玛恩府第这一带是上层人物云集的地区,放在平时,现在正是灯火楼台、笙歌热舞的时间,只因为目前处于国丧期间,方才安静不少。至少现在的安静有助于费路西思考,虽然费路西在玛恩面前一付满不在乎的样子,实际上已经暗暗的留了心。
「玛恩绝非凭空的担心,他已经知道一点内幕了。」费路西想道,「大概真会有人去搞暗杀。那究竟是何时,何地,何人指使何人去刺杀何人?玛恩估计也不很清楚,从玛恩这家伙吞吞吐吐欲言又止的情况来看,很可能是他的同党人要搞鬼,否则他也不至于这般犹犹豫豫的想说又不愿意泄露。而且以玛恩的为人肯定不会赞同本派人搞暗杀的,所以才左右为难。对了,经济派的头头是乌季诺里副宰相,多半是他在策划,对象当然是门阀派支持的二皇子。」
费路西似乎很冷血的在分析,至少他并没有替谁的性命担心,他对双方都没有太大的好感,甚至有点讨厌二皇子,因为娜琪当初差点由于政治因素嫁给他。
如果一定要说担心的话,费路西唯一担心的是他自己,假如皇子真的在坎兹华特庄园被刺杀,那么费路西绝对是吃不了兜着走。

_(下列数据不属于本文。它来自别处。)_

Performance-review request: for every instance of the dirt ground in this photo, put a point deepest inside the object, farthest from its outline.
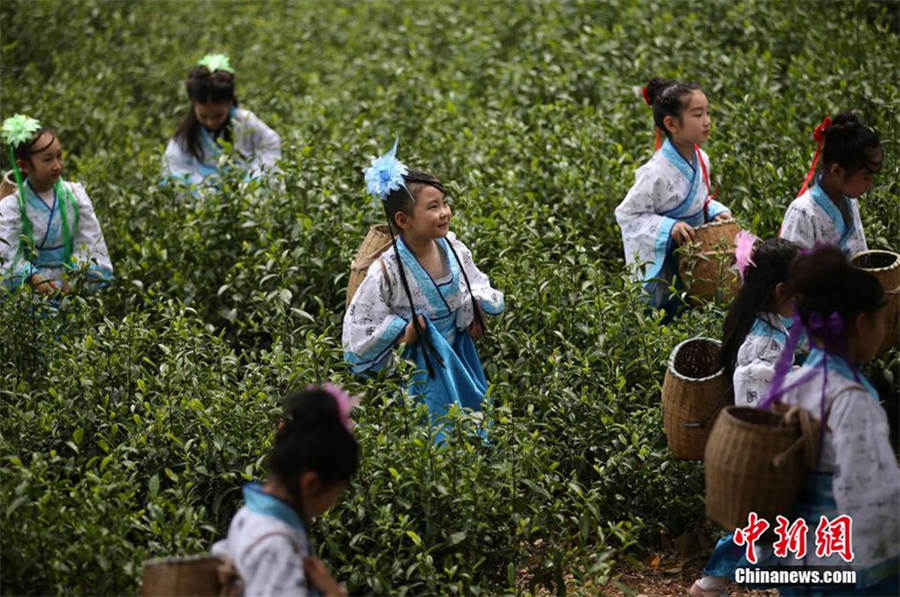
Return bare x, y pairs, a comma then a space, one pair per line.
666, 579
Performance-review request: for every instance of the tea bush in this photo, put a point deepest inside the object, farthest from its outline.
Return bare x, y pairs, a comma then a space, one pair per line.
129, 420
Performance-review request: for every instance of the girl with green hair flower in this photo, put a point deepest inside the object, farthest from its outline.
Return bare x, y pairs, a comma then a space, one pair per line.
214, 116
48, 228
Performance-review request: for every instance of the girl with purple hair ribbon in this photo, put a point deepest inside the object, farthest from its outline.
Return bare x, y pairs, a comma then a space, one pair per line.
840, 308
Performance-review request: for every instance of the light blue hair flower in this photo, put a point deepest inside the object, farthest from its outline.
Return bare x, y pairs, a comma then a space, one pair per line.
216, 62
385, 174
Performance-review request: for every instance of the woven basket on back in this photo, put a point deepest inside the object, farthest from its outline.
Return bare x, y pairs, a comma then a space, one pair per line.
756, 461
694, 390
885, 266
709, 272
377, 241
8, 184
201, 575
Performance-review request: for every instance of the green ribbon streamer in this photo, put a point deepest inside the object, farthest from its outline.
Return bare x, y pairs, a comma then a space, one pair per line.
66, 202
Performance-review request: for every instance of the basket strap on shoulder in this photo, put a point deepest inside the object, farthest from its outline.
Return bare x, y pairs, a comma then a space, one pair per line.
265, 536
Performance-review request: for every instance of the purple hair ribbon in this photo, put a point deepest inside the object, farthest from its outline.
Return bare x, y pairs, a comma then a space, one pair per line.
743, 251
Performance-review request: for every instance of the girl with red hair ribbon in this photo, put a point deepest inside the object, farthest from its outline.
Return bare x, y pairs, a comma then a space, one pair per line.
827, 211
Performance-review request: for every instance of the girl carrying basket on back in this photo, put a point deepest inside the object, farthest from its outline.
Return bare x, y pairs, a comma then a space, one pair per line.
671, 194
425, 292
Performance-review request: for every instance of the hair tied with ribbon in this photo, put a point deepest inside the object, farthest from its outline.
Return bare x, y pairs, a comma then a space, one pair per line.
743, 252
819, 136
830, 329
819, 132
345, 403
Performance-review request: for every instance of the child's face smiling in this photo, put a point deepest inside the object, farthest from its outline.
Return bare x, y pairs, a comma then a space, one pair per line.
694, 125
430, 216
44, 167
859, 182
212, 115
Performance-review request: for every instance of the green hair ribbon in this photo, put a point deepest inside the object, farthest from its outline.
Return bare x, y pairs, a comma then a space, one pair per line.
19, 129
216, 62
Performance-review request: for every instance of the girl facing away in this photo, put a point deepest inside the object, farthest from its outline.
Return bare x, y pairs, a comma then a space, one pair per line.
841, 309
756, 327
312, 461
424, 291
828, 211
214, 116
48, 227
670, 195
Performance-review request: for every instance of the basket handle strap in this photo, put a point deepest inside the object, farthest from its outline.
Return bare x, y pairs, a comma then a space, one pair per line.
230, 582
265, 536
808, 440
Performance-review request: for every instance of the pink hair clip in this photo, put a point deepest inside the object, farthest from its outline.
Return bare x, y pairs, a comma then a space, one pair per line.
743, 251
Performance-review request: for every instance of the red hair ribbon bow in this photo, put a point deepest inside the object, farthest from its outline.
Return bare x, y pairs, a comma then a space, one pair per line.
819, 136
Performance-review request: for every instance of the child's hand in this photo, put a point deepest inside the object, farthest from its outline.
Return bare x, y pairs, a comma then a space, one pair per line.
682, 232
475, 330
43, 284
320, 578
410, 336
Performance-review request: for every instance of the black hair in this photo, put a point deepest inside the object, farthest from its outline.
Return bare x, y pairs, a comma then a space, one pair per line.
402, 200
25, 150
312, 438
668, 99
851, 144
773, 259
825, 282
204, 87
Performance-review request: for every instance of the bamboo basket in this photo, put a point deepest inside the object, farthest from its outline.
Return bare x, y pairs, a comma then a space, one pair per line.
756, 461
200, 575
885, 266
8, 185
708, 272
694, 390
376, 242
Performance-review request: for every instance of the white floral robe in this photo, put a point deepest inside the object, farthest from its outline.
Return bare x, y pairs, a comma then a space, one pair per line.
267, 542
757, 357
667, 189
252, 139
858, 472
88, 246
379, 311
813, 218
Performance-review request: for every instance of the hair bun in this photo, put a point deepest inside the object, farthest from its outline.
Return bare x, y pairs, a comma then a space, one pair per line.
654, 88
845, 118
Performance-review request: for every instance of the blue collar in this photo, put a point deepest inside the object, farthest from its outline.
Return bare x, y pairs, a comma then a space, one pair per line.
821, 198
434, 293
840, 366
260, 502
671, 153
763, 327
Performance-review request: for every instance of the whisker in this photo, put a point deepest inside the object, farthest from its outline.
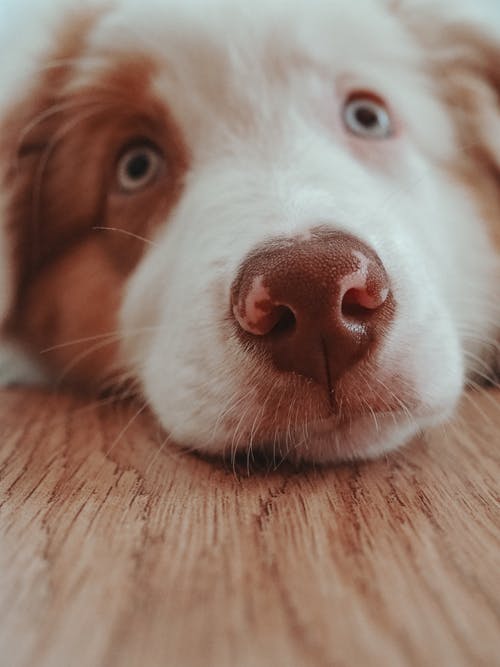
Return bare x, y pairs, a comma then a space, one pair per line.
125, 232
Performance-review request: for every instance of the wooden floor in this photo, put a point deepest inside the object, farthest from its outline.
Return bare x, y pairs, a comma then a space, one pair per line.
116, 553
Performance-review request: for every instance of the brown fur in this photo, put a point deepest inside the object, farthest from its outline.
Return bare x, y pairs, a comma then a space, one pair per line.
63, 150
466, 66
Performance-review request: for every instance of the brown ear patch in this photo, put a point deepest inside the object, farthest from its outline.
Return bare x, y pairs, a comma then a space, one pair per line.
466, 66
61, 146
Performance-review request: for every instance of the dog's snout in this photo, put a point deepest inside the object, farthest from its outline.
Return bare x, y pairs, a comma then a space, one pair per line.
317, 305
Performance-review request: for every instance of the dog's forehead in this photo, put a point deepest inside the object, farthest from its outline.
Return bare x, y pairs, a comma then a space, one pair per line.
238, 32
219, 60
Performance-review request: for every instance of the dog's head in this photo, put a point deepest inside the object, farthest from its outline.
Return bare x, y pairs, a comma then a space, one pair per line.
279, 219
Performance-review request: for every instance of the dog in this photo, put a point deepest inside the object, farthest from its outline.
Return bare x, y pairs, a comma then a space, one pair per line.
277, 223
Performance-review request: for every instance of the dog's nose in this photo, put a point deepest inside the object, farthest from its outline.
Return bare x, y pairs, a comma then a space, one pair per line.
316, 304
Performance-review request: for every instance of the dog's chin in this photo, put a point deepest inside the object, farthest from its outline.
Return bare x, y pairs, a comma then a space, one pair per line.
363, 438
325, 441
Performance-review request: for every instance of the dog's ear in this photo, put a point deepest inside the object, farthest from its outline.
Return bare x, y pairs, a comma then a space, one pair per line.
463, 56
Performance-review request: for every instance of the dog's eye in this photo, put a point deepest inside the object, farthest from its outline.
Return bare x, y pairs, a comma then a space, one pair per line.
367, 116
138, 167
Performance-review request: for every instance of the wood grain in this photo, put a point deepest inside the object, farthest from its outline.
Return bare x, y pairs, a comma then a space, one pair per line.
115, 552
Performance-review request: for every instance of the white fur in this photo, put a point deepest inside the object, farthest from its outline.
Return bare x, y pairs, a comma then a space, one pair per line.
257, 91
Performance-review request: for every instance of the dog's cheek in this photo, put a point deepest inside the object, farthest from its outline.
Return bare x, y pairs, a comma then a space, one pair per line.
69, 312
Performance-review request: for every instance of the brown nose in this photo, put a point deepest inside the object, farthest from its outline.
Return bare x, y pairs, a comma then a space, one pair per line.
317, 305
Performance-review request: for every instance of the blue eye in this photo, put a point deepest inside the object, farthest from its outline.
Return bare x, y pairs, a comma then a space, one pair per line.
138, 168
367, 117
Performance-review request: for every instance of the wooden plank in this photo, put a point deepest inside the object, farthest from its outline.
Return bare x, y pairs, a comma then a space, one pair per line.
117, 552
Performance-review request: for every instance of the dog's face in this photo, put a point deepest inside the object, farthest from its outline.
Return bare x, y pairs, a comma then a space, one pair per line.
274, 210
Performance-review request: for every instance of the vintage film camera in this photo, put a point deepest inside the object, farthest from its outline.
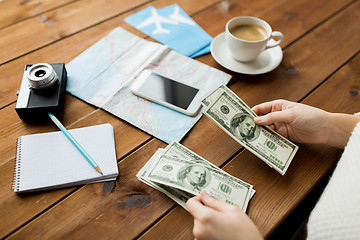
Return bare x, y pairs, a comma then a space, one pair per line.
42, 91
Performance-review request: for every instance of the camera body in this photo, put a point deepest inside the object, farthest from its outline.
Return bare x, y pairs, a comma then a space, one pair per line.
42, 91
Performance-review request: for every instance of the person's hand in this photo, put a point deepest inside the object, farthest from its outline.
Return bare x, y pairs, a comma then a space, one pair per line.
214, 219
305, 124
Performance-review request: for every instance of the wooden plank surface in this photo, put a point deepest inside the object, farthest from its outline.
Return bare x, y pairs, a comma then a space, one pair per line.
275, 192
12, 12
318, 51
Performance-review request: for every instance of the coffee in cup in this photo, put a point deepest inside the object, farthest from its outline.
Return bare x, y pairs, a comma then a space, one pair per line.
247, 37
249, 32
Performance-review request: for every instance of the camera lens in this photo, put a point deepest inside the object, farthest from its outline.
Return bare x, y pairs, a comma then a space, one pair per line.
41, 76
40, 73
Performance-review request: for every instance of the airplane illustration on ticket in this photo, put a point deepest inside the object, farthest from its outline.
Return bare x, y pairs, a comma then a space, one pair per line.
174, 18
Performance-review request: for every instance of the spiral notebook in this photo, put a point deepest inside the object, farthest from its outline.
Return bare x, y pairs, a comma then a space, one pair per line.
49, 160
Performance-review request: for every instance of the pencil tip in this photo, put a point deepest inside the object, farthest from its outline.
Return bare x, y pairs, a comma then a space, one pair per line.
99, 170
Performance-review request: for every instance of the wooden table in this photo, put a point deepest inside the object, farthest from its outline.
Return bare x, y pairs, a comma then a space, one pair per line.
320, 67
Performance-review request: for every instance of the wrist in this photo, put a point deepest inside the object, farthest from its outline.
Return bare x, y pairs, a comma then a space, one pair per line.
340, 128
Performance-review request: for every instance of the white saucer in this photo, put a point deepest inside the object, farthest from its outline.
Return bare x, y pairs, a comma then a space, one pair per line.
266, 62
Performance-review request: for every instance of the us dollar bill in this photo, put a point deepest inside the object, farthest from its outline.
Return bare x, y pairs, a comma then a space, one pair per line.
180, 197
213, 96
191, 177
228, 112
177, 150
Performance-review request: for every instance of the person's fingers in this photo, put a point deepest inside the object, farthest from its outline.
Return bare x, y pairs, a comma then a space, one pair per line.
285, 116
211, 202
263, 108
272, 106
195, 207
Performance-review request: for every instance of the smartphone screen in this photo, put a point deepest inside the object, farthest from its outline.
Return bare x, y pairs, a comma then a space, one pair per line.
167, 90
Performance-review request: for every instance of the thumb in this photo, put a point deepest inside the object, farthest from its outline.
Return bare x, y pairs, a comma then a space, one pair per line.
211, 202
274, 117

想到这点,费路西不禁有点惴惴,「唉,这种事情防不胜防,到时候再说了,也许根本不会在庄园下手。」他自我安慰道,他又觉得自己真是有些无聊啊,在京城呆了这么多天,一直就是一个局外人么,真不知道自己还呆下去干什么?看皇子的登基、别人升官发财?
不对,事情会这么简单么?费路西忽然从另一个角度发现了不对头的地方,如果二皇子被暗杀,经济派和大皇子将会首当其冲的被怀疑,这对他们有什么好处么?当前帝位争夺战并没有出现一边倒的形势啊,门阀派和经济派双方有必要这么挺而走险吗?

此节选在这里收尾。